Bonasia’s fee model also harbors risks, primarily divided into two types: fee-for-service and full-time equivalent models. Under the fee-for-service model, the company charges project-based fees for agreed deliverables and services, meaning delays or cancellations of projects will directly affect revenue recognition. FSP services are billed under the full-time equivalent model, with fees generally calculated based on fixed rates per person-month. In the context of rising labor costs, this model’s margin improvement potential is limited. During the reporting period, the gross margins of FSP services were 31.5%, 32.5%, and 35.3%, showing an upward trend but still significantly lower than the 38.4% gross margin level of clinical trial technical services.
Operating cash flow turned from positive to negative, R&D expense ratio continued to decline
Bonasia's most prominent financial risk lies in the continuous deterioration of operating cash flow. From 2023 to 2024, net cash generated from operating activities decreased from 67.29 million yuan to 11.506 million yuan; within the first nine months of 2025, operating cash flow turned from positive to negative at -3.535 million yuan.

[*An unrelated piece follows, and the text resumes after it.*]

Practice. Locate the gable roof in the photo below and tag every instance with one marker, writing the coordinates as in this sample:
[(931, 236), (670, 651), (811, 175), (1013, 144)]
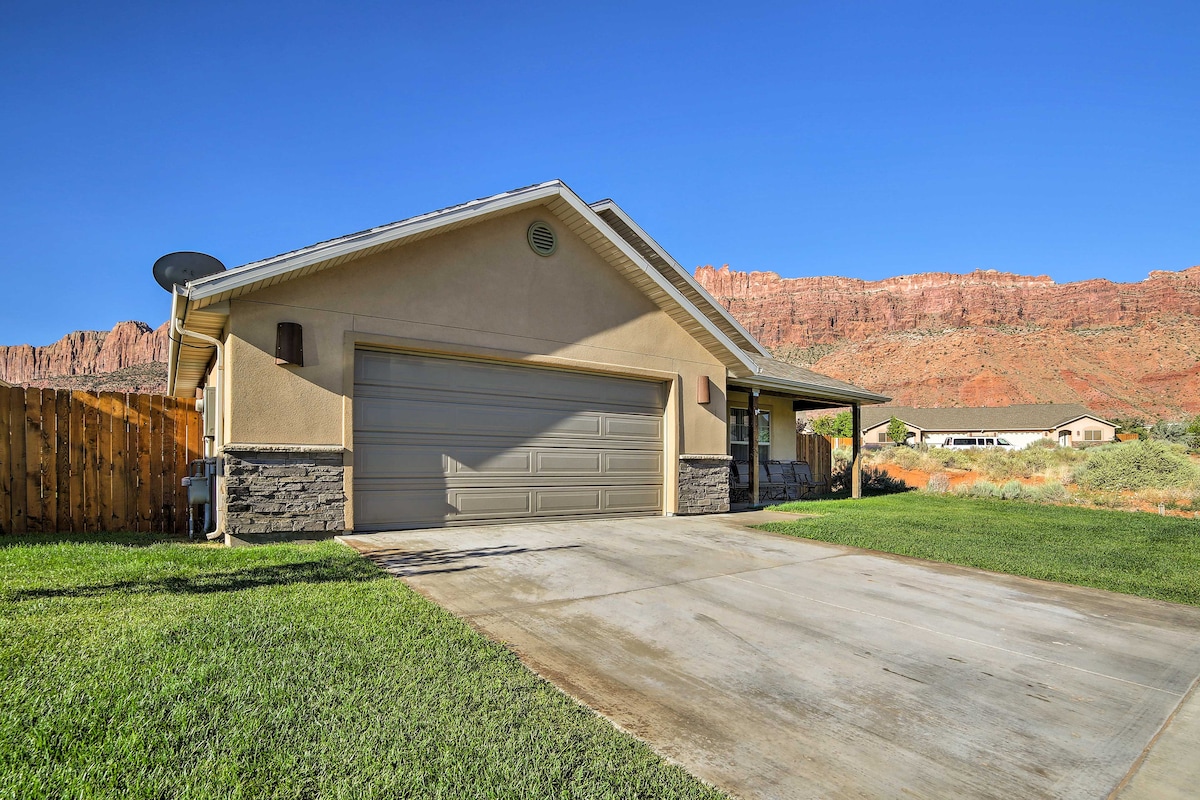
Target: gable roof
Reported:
[(1039, 416), (203, 304), (624, 227)]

The net operating cash flow in 2024 dropped by 82.89% compared to 2023, and within the first nine months of 2025, it turned from positive to negative.
Regarding the deterioration of operating cash flow, the company explained in its prospectus that it was mainly due to the increase in trade receivables and contract assets. The company's trade receivables continued to increase during the reporting period, exposing it to higher non-payment risks. This trend is closely related to industry characteristics: CRO companies typically receive payments based on milestones during project execution, but the extension of client payment cycles has become a common phenomenon in the industry.
In terms of cash reserves, as of September 30, 2025, the company had cash and cash equivalents of 55.162 million yuan, a decrease of 50.39% from 111 million yuan at the end of 2024. Meanwhile, although the company's current ratio increased from 101.2% in 2023 to 131.7% as of September 30, 2025, the quality of quick assets still requires attention. During the reporting period, the company’s net current assets were 4.152 million yuan, 61.881 million yuan, and 106 million yuan, and net asset values were 16.785 million yuan, 73.133 million yuan, and 120 million yuan, indicating relatively limited capital strength.
Against this backdrop, the company's AI-driven strategy faces the test of balancing investment and returns. The company disclosed in its prospectus that its ongoing R&D projects focus on improving clinical trial technical services and enhancing digital systems. During the reporting period, the company’s R&D expenditures were 15.908 million yuan, 13.648 million yuan, and 9.379 million yuan, with R&D expenditure ratios of 4.3%, 4.0%, and 3.8%, showing a continuous downward trend.
Jiang Han believes: First, the decline in R&D expenditure runs counter to its strategic positioning of 'digital empowerment.' In the context of AI technology sweeping through the healthcare industry, reducing R&D investment may indicate insufficient momentum in building proprietary technological barriers, making it difficult to support the narrative of its high valuation as a tech company. Secondly, this trend reflects short-term financial maneuvering under profit pressure. The prospectus shows that revenue scale is under pressure, and management may have deliberately cut costs to beautify financial statements and meet listing profit targets. This is typical 'sprint phase' behavior, which can improve net profit margin in the short term but sacrifices long-term competitiveness. If competitors increase their investments in AI algorithms and automated processes, Bonasia will face risks such as lagging service efficiency and declining per capita output.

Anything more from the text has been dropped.